Car il viendra un temps

où les hommes ne supporteront pas la saine doctrine;

mais, ayant la démangeaison d’entendre des choses agréables,

ils se donneront une foule de docteurs

selon leurs propres désirs, détourneront l’oreille de la vérité,

et se tourneront vers les fables.

—2 Timothée 4:3-4

 

La nuit dernière, j’ai reçu l’un de ces appels téléphoniques qui m’auraient normalement ébranlée pendant des jours, voire des semaines. Ma sœur a pour ainsi dire « perdu » quand j’ai empêché ce qu’elle essayait de faire. La conversation s’est achevée quand elle m’a raccrochée au nez après avoir hurlé des mots grossiers et cruels.

Après cet appel, j’étais la première surprise de mon calme. Car je me rappelais très bien à quel point ce genre de situation avec ma sœur aînée m’affectait. Je suis le genre de personne à tout faire pour avoir la paix ; j’avais l’habitude de la rechercher à tout prix. Mais j’ai arrêté de rechercher la paix avec les autres pour la rechercher avec Dieu, et cesser de m’inquiéter de ce que les autres disent ou de chercher à leur plaire. Ma vie avec le Seigneur a été un voyage incroyable qui m’a apporté d’incroyables récompenses. Mon désir dans ce chapitre est de vous préparer à entamer également votre propre voyage avec le Seigneur qui vous conduira bien au-delà de la liberté, c’est-à-dire à la Vie Abondante !

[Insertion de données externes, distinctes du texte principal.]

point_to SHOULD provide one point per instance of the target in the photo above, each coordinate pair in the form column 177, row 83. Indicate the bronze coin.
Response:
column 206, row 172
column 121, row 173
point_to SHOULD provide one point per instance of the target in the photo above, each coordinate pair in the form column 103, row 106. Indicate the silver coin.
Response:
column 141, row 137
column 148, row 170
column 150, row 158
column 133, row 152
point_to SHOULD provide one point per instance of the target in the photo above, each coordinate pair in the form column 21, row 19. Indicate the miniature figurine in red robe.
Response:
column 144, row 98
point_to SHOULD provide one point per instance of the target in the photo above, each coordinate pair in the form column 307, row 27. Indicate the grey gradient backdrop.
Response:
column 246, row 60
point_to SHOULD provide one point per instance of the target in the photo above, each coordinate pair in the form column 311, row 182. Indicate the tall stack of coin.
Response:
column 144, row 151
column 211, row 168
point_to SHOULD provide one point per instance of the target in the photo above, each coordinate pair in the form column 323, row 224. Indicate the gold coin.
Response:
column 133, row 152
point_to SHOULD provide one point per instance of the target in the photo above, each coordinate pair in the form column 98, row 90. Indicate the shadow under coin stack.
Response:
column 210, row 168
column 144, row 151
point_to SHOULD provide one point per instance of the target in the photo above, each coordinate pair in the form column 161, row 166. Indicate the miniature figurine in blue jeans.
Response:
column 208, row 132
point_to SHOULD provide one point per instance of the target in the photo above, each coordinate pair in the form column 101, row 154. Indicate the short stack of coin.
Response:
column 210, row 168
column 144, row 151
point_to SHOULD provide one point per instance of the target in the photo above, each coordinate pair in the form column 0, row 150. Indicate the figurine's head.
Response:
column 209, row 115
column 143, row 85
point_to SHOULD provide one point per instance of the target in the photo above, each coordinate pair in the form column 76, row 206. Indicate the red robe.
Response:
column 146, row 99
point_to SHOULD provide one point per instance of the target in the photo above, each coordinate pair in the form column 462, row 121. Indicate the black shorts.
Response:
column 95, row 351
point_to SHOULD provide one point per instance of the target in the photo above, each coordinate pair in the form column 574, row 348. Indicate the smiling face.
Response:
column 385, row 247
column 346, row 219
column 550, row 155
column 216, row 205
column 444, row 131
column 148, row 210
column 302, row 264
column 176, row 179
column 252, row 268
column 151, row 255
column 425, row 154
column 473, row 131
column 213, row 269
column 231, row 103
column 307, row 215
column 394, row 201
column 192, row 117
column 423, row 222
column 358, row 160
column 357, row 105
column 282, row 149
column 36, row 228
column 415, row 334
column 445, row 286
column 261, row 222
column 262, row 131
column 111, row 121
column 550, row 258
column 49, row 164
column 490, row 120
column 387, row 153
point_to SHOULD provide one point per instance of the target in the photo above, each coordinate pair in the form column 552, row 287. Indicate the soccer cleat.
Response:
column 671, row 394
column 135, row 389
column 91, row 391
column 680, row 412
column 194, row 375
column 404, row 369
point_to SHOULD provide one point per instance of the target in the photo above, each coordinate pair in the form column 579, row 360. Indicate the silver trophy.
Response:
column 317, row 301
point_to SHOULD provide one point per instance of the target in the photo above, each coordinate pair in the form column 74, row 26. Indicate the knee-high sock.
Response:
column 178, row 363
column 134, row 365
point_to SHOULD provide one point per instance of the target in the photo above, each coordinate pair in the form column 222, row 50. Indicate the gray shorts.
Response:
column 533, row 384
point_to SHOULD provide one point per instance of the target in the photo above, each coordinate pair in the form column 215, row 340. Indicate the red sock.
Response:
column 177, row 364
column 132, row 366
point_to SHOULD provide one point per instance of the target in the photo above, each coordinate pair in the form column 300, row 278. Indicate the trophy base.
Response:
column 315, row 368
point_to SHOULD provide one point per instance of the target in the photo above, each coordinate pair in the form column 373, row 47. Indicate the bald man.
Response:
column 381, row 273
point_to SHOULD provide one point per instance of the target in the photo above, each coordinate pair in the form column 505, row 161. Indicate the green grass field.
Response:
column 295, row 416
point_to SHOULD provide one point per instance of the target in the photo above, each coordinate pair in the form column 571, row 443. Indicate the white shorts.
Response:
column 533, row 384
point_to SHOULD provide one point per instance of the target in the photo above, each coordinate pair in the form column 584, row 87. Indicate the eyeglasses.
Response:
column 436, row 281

Ce qui m’a aidé à rester calme pendant qu’elle me disait toutes ces horreurs (ainsi que tous les choses qu’elle avait dites avant de s’emporter) était de savoir ce que mon Seigneur et Époux pensait de moi. C’est ainsi que je trouve la paix quand une situation telle que celle-là se présente, en allant immédiatement vers Lui après, (comme j’ai fait la première fois qu’elle a appelé) ou même en plein milieu de l’attaque. Le Seigneur m’a enseignée à Lui demander ce qu’Il pensait de moi et ce qu’Il ressentait pour moi ; c’est donc ce que j’ai fait quand elle a raccroché.

Ce qu’Il a dit était totalement à l’opposé de ce que j’avais entendu au téléphone. En plus de la paix qu’Il m’apporte, j’aime l’humour et le calme de Dieu, choses dont la plupart d’entre nous manquent quand nous sommes en plein milieu d’une crise. Le Seigneur m’a répondu : « C’est une blague ou quoi ? » quand je Lui ai demandé si ce que ma sœur pensait de moi était vrai. Dieu m’a également accordé une « échappatoire » en faisant que ma meilleure amie m’appelle en plein milieu de la première attaque, ce qui m’a permis de lui demander de prier pour moi (sans partager les détails de la situation pour ne pas avoir des conseils indésirables). Dieu ne voulait pas non plus que je me focalise sur le problème après qu’elle ait raccroché ; j’ai rappelé mon amie et nous avons prié toutes les deux pour bénir ma sœur.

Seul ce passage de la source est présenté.